É verdade que não há uma forma única de calamidade. A situação neste momento, por exemplo, difere de uma enchente, inundação que, dura dias, quando muito semanas. Esta pandemia, ainda sem cura, nos impõe uma saída extremamente radical, que é evitar que estejamos próximos uns dos outros, para enfraquecer o contágio durante um período ainda incerto, tudo isto para não comprometer a capacidade de atendimento do sistema de saúde[v]. Em razão dessas necessárias medidas e com base na Declaração de Emergência do Ministério da Saúde[vi], os estados brasileiros reconheceram o estado de calamidade pública, decorrente da pandemia do COVID-19, e com isso suspenderam a atividade econômica, o transporte público, as atividades de entretenimento, e toda e qualquer atividade em que haja o risco de aglomeração de pessoas.

Novamente, volta-se a correlação direta entre a situação e um dos princípios basilares do Direito Tributário. Se o ente está impedido, por ato do Poder Público, de poder exercer sua atividade econômica, como poderá pagar os tributos? Como deve ser aplicada a capacidade contributiva aos casos em concreto? A resposta é simples. Não é possível.

Embora para o leitor mais leigo entenda que há uma razão de tributo relacionada a atividade (sem atividade, sem tributo) essa não é a regra geral para as empresas, que podem ter tributos com base num lucro presumido ou arbitrado[vii], fora as inúmeras obrigações acessórias que podem se converter em obrigação principal caso não sejam atendidas[viii]. Volta-se a situação problema, se o ente está impedido, por ato do Poder Público, de poder exercer sua atividade econômica, em muitos casos sem sequer poder ir ao seu negócio, como poderá realizar todas as suas obrigações acessórias?

Em vários estados, juízes e desembargadores tem aplicado o alcance da Portaria e da Instrução Normativa citada para suspender o pagamento dos tributos federais e as obrigações acessórias. Outros preferem se fiar a tese de que, em razão da possibilidade desta pandemia estender-se por meses, há um risco de que o não pagamento se estenda por um período ainda incerto. Com o devido respeito, mas discordo, pois, fio-me a construção doutrinária do professor Hugo de Brito Machado de que o Direito Tributário existe para proteger o contribuinte do Fisco, e não o contrário[ix].

O cenário atual está mudando de maneira constante e não é objetivo desse artigo menciona-las ou comenta-las uma a uma, e sim dizer que em momentos como este, felizmente há, no Direito, e em especial no Direito Tributário, formas e medidas de atuação para permitir que as empresas possam ao menos se programar para como sairão ao final dessa situação. Infelizmente alguns aplicadores do Direito Tributário tendem a ainda vê-lo como uma forma de drenar recursos da sociedade ao Estado, esquecendo que é a capacidade contributiva, dos indivíduos, quem garante ao Fisco a possibilidade de ter recursos, e não o contrário.

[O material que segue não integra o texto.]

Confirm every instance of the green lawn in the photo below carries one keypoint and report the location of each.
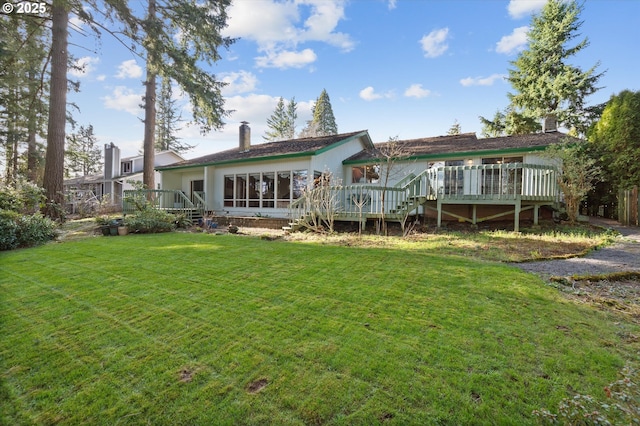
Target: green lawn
(207, 329)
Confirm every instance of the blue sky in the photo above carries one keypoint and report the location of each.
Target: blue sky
(406, 68)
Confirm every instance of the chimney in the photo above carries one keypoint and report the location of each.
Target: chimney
(245, 136)
(550, 123)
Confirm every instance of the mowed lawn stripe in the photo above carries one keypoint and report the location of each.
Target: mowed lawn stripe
(188, 326)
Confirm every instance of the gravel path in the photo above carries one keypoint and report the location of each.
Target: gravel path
(623, 256)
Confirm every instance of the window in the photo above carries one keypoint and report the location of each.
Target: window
(254, 190)
(265, 190)
(299, 183)
(241, 191)
(126, 167)
(501, 180)
(284, 189)
(228, 190)
(454, 177)
(268, 189)
(365, 174)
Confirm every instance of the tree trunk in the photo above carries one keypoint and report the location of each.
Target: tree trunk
(54, 167)
(32, 148)
(148, 173)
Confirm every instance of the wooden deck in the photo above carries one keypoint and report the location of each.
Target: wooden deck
(521, 186)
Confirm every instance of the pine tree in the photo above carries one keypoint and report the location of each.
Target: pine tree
(83, 155)
(545, 83)
(176, 37)
(167, 121)
(23, 60)
(282, 123)
(455, 129)
(323, 122)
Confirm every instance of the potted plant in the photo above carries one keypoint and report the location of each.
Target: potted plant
(103, 224)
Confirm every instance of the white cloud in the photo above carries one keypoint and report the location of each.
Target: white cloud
(278, 29)
(238, 82)
(523, 8)
(124, 99)
(482, 81)
(84, 66)
(129, 69)
(434, 44)
(417, 91)
(369, 94)
(286, 59)
(514, 42)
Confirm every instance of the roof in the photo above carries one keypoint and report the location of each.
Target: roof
(464, 144)
(272, 150)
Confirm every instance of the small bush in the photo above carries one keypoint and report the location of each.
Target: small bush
(151, 221)
(27, 198)
(18, 230)
(8, 229)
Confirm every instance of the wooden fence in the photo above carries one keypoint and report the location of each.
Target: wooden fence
(628, 207)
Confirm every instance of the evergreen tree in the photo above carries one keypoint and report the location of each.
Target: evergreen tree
(509, 122)
(54, 160)
(615, 140)
(455, 128)
(323, 122)
(167, 121)
(23, 59)
(83, 155)
(282, 123)
(544, 83)
(174, 36)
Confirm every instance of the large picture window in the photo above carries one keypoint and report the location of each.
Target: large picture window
(365, 174)
(266, 189)
(502, 181)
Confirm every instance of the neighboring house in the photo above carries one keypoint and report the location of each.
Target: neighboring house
(116, 177)
(457, 177)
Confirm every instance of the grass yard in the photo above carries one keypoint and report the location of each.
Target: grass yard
(208, 329)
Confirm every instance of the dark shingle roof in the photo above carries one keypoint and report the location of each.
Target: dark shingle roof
(292, 147)
(464, 143)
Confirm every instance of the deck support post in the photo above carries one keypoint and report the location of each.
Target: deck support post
(516, 214)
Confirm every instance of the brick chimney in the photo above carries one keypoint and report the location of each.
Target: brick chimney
(245, 136)
(550, 123)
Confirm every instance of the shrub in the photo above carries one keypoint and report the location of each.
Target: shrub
(8, 229)
(151, 221)
(26, 198)
(18, 230)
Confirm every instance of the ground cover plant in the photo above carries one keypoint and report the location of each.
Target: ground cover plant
(198, 328)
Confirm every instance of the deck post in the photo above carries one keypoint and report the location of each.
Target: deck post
(516, 214)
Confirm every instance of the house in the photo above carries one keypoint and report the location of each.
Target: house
(457, 177)
(116, 177)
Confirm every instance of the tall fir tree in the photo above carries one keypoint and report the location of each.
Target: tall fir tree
(282, 123)
(83, 155)
(455, 128)
(23, 84)
(176, 37)
(167, 121)
(544, 82)
(323, 122)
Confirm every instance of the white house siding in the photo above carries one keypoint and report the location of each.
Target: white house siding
(332, 160)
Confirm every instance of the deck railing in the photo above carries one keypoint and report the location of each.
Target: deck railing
(495, 182)
(482, 183)
(162, 199)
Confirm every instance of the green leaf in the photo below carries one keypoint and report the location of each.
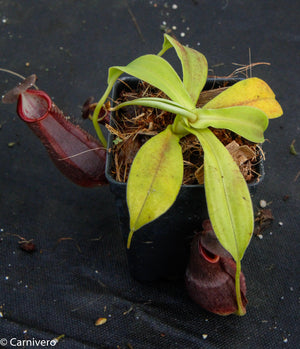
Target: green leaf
(194, 66)
(251, 92)
(154, 180)
(248, 122)
(160, 103)
(157, 72)
(228, 199)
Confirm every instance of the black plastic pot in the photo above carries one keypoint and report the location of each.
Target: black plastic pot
(160, 249)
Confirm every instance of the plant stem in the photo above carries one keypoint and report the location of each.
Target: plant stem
(240, 311)
(96, 114)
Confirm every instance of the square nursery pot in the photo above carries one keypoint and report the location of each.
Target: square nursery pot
(160, 249)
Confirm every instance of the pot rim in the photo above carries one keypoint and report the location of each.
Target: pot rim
(131, 79)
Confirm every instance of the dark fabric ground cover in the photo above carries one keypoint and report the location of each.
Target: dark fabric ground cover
(64, 287)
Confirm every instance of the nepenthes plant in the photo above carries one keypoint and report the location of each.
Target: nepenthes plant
(156, 173)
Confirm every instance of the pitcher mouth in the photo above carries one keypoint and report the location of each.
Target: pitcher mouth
(207, 255)
(33, 105)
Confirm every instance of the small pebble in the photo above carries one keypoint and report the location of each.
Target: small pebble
(100, 321)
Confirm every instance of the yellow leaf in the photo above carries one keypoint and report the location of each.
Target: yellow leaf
(154, 180)
(252, 92)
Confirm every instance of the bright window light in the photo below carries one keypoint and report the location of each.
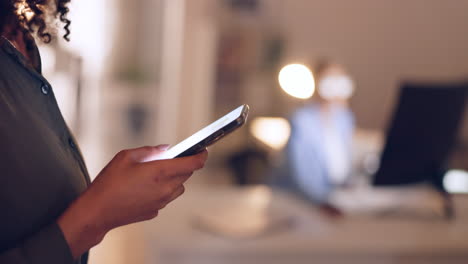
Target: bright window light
(456, 181)
(272, 131)
(297, 80)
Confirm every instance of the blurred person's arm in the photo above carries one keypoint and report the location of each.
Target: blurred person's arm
(126, 191)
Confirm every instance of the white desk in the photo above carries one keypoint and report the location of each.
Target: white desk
(171, 238)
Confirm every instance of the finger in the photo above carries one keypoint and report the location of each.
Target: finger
(179, 179)
(178, 166)
(178, 192)
(143, 154)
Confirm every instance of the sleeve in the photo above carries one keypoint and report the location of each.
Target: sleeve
(46, 246)
(307, 168)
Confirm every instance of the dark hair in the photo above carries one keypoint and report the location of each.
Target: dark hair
(31, 16)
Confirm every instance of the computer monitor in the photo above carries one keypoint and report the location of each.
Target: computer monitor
(422, 133)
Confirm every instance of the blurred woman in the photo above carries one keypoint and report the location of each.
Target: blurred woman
(51, 213)
(319, 150)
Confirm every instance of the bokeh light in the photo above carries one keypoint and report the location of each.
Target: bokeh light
(297, 80)
(456, 181)
(271, 131)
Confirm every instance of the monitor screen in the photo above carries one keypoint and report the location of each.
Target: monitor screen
(423, 130)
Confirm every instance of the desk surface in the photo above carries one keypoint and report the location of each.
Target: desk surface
(173, 238)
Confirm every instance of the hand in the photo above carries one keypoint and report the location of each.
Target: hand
(127, 190)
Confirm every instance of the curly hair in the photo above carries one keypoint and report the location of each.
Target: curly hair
(35, 17)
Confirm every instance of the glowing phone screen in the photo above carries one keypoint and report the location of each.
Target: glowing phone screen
(200, 135)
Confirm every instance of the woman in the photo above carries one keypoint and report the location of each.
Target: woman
(51, 213)
(319, 150)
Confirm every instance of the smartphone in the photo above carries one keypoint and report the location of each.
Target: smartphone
(208, 135)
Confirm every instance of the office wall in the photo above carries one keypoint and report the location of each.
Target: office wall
(381, 42)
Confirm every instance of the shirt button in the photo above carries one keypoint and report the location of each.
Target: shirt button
(45, 89)
(71, 143)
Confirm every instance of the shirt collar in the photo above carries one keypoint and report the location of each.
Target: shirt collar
(10, 49)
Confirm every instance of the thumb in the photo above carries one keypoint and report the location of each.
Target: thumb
(148, 153)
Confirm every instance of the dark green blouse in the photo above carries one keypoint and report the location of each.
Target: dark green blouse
(41, 168)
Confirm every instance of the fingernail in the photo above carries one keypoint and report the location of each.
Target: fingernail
(163, 147)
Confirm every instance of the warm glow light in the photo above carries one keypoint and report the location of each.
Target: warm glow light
(22, 8)
(272, 131)
(297, 80)
(456, 181)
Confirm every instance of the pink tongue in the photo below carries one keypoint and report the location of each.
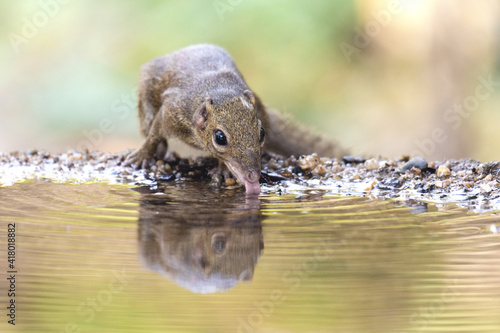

Cabe agora ao Estado aplicar esse seu Poder de Tributar de maneira adequada e razoável para garantir, a saúde das pessoas e a sobrevida financeira de todos os que contribuem.

[i] Constituição Federal art. 148, I e PU.

[ii] Lei 7.450/1985, art. 66

[iii] Instrução Normativa RFB Nº 1243, de 25 de Janeiro de 2012, art. 1º

[iv] Portaria MF nº 12, de 20 de Janeiro de 2012

[v] Social distancing strategies for curbing the COVID-19 epidemic. Stephen M Kissler, Christine Tedijanto, Marc Lipsitch, Yonatan Grad medRxiv 2020.03.22.20041079; https://doi.org/10.1101/2020.03.22.20041079

[vi] Portaria Nº 188, de 3 de fevereiro de 2020. Ministério da Saúde.

[vii] Lei 8.541/1992 art. 2º

[viii] Código Tributário Nacional, art. 113 § 2º e 3º.

[ix] MACHADO, Hugo de Brito. CURSO DE DIREITO TRIBUTÁRIO 24a edição Revista Malheiros Editores LTDA, pg. 8.